New York City has a lot going for it: it's a center for the visual and performing arts, it's a hub of international business, it's a major tourist destination - and it has some of the most fantastic architecture in the country. From Federal Style redbrick row houses in Greenwich Village to the Art Deco splendor of the Chrysler Building, New York has examples of pretty much every major building design trend of the last two centuries. The city also has some architectural features that hearken back even farther. Friezes and relief sculptures curl around pillars and doorways, complicated floral and woodland motifs grace cornices and window ledges, and alongside the ultra-modern glass-and-steel skyscrapers, winged lions, dragons, and mysterious, leafy faces - gargoyles - watch over the street below and add priceless charm to the cityscape.

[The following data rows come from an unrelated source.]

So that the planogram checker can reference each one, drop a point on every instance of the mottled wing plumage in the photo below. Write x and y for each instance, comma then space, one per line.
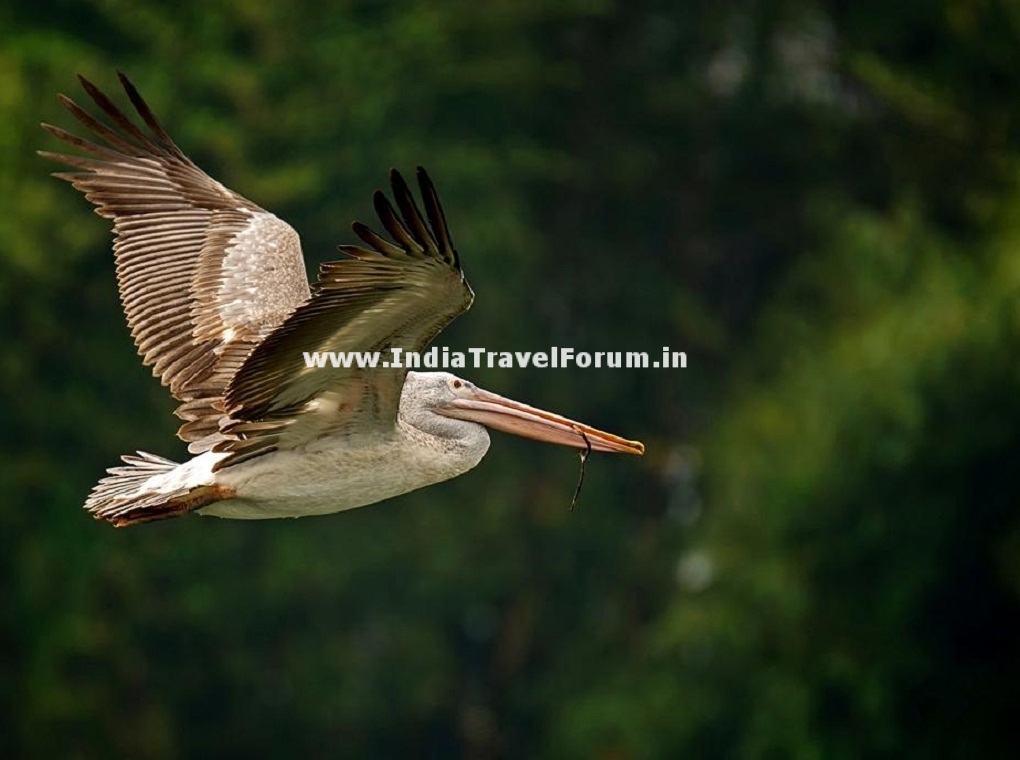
393, 294
204, 274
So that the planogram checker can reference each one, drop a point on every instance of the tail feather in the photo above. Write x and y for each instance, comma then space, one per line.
122, 498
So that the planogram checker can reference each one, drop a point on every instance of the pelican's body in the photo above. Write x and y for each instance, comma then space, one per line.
218, 302
334, 473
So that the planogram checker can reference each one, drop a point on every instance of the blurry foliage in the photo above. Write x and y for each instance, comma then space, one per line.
818, 557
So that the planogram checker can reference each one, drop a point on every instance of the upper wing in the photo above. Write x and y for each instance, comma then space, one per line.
204, 274
393, 295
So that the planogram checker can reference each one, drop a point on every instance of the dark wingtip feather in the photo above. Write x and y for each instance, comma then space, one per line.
437, 218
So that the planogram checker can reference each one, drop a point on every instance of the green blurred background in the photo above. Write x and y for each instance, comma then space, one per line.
818, 557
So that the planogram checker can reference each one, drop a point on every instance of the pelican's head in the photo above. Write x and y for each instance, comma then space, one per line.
447, 397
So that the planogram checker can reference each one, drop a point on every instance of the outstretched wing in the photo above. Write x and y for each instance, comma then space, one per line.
397, 294
204, 274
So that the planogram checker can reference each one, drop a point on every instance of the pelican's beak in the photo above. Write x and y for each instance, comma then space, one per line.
511, 416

In Medieval Europe - particularly France - gargoyles were more than simply decorative elements. The stone figures we're familiar with today were originally just plain, utilitarian waterspouts or dripstones affixed to the eaves of Gothic cathedrals and castles to keep rainwater from running down and pooling around foundations, thus weakening the massive structures.
Heavy ornamentation was a hallmark of Gothic architecture, so it was only a matter of time before those plain water-spigots became every bit as decorative as the buildings they served. Taking on the forms of domestic animals, people, and mythical beasts like dragons, griffins, and mischievous demons, many gargoyles incorporated the features of multiple creatures, and most had wings. The term "gargoyle" originally referred to any carved architectural figure, while figures of monsters and distorted faces were called "grotesques." Today - thanks in no small part to movies and media - any carved character, docile or demonic, is usually called a gargoyle.
Along with redirecting rain, Old World stone dragons and imps had another, less practical function; the Middle Ages in Europe was a time rife with superstition - the fall of Rome was still uncomfortably recent, the Christian Church was just beginning to hold sway over the populace, and the largely illiterate, largely impoverished masses held tight to old stories and traditions, among them stories of monsters and woodland spirits - some benevolent and some not - and the practice of hanging amulets or good-luck charms over the doors and windows of their homes.
As the influence of the Church grew across Europe, the gargoyles perched atop the town cathedral eventually came to be viewed as the monstrous protectors of the building itself and the town below. Village children (and maybe some credulous adults) believed that as they slept, the local gargoyles would patrol the town, keeping evil at bay and standing watch until the sun came up, at which point the creatures would wing back to their pedestals, and turn back into stone. Such stories may help explain why gargoyles weren't made to look cute; they were scarecrows - but built to frighten away things much nastier than birds.